The days and weeks to follow were equally painful, disturbing, remarkable and hope inspiring. I am lawyer and former judge somewhat hardened by 30 years in the criminal courts of Canada. I am well-traveled and have witnessed, more than a few times, the gut-wrenching plight of fellow human beings. None of that had prepared me for the depth of anguish one could feel during that time in India.
Much has been written about the brutal crime and does not need repeating. A few observations, however:
• Patriarchy: India is a highly male-dominated society and a deep, long change must necessarily occur in evolving society at large away from patriarchy;
• The Indian political class, judiciary, lawyers, and police must be accountable for their indifference, complacency, sexism and corruption;
• Caste: sexism and sexual violence must not be framed, as was by some, to define the victim as a middle-class. Sexual violence and discrimination is rampant against lower and scheduled caste women;
• Religious and cultural leaders that frame “honour” based on a woman’s “chastity” must be challenged and denounced. Rape victims do not “shame” their families and community; the rapists do – and, so-called leaders must begin to say so;
• Indian Women’s & Feminist Movements: They are second to none and they are heroic. India does not lack for intelligent, articulate, incredibly courageous or forceful voices of women. The discourse in media and on the street by Indian women and feminists was incredibly impressive and insightful. Indian feminists may need solidarity and transnational support; they do not need the misguided, self-righteous, and sometimes superior sounding advice of western women or commentators;
• Patriarchy and imperialist-colonial attitudes both need to be challenged and eradicated;
• Death penalty: I am opposed to the death penalty, including for rapists. Justice is too often imperfect and unequal. Death penalty may also render it harder to obtain convictions against accused rapists.

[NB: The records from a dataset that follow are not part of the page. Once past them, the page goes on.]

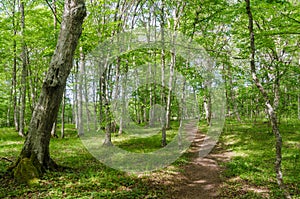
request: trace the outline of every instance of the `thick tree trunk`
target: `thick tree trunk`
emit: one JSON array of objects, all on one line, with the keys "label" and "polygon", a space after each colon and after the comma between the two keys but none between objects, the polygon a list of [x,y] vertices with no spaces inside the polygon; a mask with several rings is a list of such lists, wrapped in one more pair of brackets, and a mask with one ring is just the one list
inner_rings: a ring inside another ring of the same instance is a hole
[{"label": "thick tree trunk", "polygon": [[[30,179],[38,178],[45,170],[55,169],[57,166],[49,154],[51,129],[73,66],[73,56],[85,16],[84,0],[65,0],[56,50],[33,111],[23,149],[12,167],[15,178],[20,181],[28,182]],[[28,176],[26,170],[32,169],[35,169],[32,171],[34,175]]]},{"label": "thick tree trunk", "polygon": [[286,198],[290,199],[291,196],[286,189],[284,182],[283,182],[283,177],[282,177],[282,172],[281,172],[281,160],[282,160],[282,154],[281,154],[281,148],[282,148],[282,137],[279,132],[279,126],[278,126],[278,121],[277,121],[277,114],[276,110],[274,109],[277,108],[279,104],[279,80],[278,77],[276,78],[276,81],[274,83],[275,87],[275,96],[274,96],[274,104],[270,103],[270,99],[268,96],[267,91],[259,81],[257,77],[257,72],[256,72],[256,66],[255,66],[255,36],[254,36],[254,26],[253,26],[253,16],[252,16],[252,11],[250,7],[250,0],[245,0],[246,1],[246,10],[249,18],[249,34],[250,34],[250,49],[251,49],[251,61],[250,61],[250,67],[251,67],[251,74],[252,74],[252,79],[256,85],[256,87],[259,89],[261,94],[264,97],[265,100],[265,105],[267,108],[267,113],[269,116],[269,119],[271,121],[272,125],[272,130],[275,135],[276,139],[276,161],[275,161],[275,171],[276,171],[276,177],[277,177],[277,184],[280,187],[280,189],[283,191],[284,195]]}]

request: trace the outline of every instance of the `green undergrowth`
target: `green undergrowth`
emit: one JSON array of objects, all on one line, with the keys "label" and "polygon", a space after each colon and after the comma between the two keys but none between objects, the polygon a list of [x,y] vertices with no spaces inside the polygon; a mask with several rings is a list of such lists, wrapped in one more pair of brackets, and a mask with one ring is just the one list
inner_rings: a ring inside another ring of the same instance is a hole
[{"label": "green undergrowth", "polygon": [[[176,135],[176,128],[177,124],[173,123],[167,132],[168,142]],[[24,138],[13,129],[0,129],[0,157],[5,158],[0,161],[0,198],[165,198],[167,187],[154,182],[151,175],[141,177],[103,165],[83,146],[73,125],[67,125],[65,131],[64,139],[51,139],[50,154],[59,165],[68,169],[47,172],[38,183],[28,186],[4,175],[10,161],[15,161],[20,153]],[[59,127],[57,134],[60,135]],[[136,139],[122,136],[123,141],[114,144],[128,151],[141,153],[160,148],[160,134]],[[188,159],[187,154],[183,155],[172,168],[163,170],[180,170]]]},{"label": "green undergrowth", "polygon": [[[300,121],[281,121],[282,171],[293,198],[300,198]],[[283,198],[274,169],[275,137],[266,122],[227,121],[220,138],[222,148],[233,152],[223,164],[222,193],[231,198]]]}]

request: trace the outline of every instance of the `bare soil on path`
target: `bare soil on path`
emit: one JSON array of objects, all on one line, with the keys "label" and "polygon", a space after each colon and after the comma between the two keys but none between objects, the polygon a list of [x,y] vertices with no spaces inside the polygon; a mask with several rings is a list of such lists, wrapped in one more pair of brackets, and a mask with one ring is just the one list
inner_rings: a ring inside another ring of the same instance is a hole
[{"label": "bare soil on path", "polygon": [[196,133],[195,139],[188,151],[190,162],[182,166],[181,171],[168,179],[167,198],[172,199],[209,199],[219,198],[219,188],[222,184],[222,168],[218,164],[232,157],[231,152],[224,151],[218,145],[212,152],[199,157],[199,150],[205,135]]}]

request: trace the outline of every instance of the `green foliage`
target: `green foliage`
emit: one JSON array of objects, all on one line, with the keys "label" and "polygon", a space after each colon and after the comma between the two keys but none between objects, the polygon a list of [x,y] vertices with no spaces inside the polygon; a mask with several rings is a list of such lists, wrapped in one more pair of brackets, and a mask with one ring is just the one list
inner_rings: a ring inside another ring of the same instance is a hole
[{"label": "green foliage", "polygon": [[[178,123],[172,123],[174,129]],[[106,167],[96,160],[82,145],[73,125],[66,125],[65,139],[52,139],[50,150],[52,158],[60,165],[68,167],[65,171],[47,172],[42,180],[31,186],[16,184],[9,176],[4,176],[9,162],[0,160],[0,197],[43,197],[43,198],[164,198],[167,187],[153,183],[150,177],[137,177]],[[168,132],[170,138],[175,130]],[[119,137],[117,137],[119,138]],[[124,141],[115,142],[118,146],[136,152],[157,149],[160,136],[144,139],[147,145],[122,135]],[[0,129],[0,157],[15,160],[21,150],[23,139],[9,128]],[[170,140],[169,140],[170,141]],[[143,149],[141,149],[143,147]],[[174,165],[186,164],[188,158],[178,159]],[[3,176],[2,176],[3,175]]]},{"label": "green foliage", "polygon": [[[282,197],[274,174],[274,135],[268,129],[267,124],[261,121],[254,125],[227,122],[221,143],[234,153],[232,160],[224,164],[226,169],[223,172],[225,187],[232,191],[231,194],[237,194],[245,186],[253,186],[257,190],[266,190],[271,198]],[[284,181],[295,198],[300,196],[300,161],[297,158],[300,153],[299,129],[299,121],[293,121],[292,125],[283,121],[280,128],[283,137]],[[237,188],[238,183],[241,185]]]}]

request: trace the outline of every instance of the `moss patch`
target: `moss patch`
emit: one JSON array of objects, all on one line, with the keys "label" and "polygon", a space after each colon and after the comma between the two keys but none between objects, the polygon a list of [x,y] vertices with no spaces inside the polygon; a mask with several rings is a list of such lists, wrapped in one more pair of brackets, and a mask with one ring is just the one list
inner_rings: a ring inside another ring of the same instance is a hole
[{"label": "moss patch", "polygon": [[29,158],[23,158],[14,169],[14,177],[20,183],[31,185],[38,181],[40,173]]}]

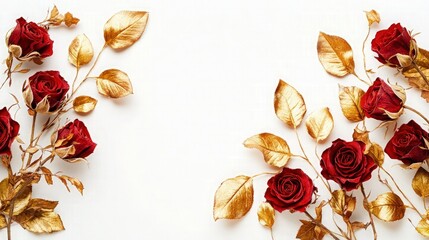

No doubt there are complex socio-economic, political and historical factors underlying violence and sexism as against women. And, no doubt, India has a serious problem that has been brought into acute focus by the brutal and dehumanizing crimes committed against Jyoti Singh Pandey in Delhi and against women daily across the wide expanse of India. The fact that women, men and especially young people took to the streets and on social media in massive numbers all across India to vent their fury against society and their rulers was inspiring – unprecedented in modern times and issues – and, perhaps, the awakening of a more democratic and humanist spirit. It felt so much like:
“If I do not speak, then who will…if our leaders and police do not ask or view her
as someone’s daughter, sister, wife, mother, friend…and, above all, a human being; then who will?
I must speak…I will stand up, I will fight.”
And, that causes me to believe in the spirit and action of the people of India. India just might be on the move in more ways than one…from the night of darkness towards the light.
This is my first Blog posting. I hope to embrace and write about things that matter: human rights, culture, law and politics, the free play of the mind, the dearness of one’s friends, our shared humanity, and look into the true Heart of Justice.
I hope you will enjoy reading and sharing your responses.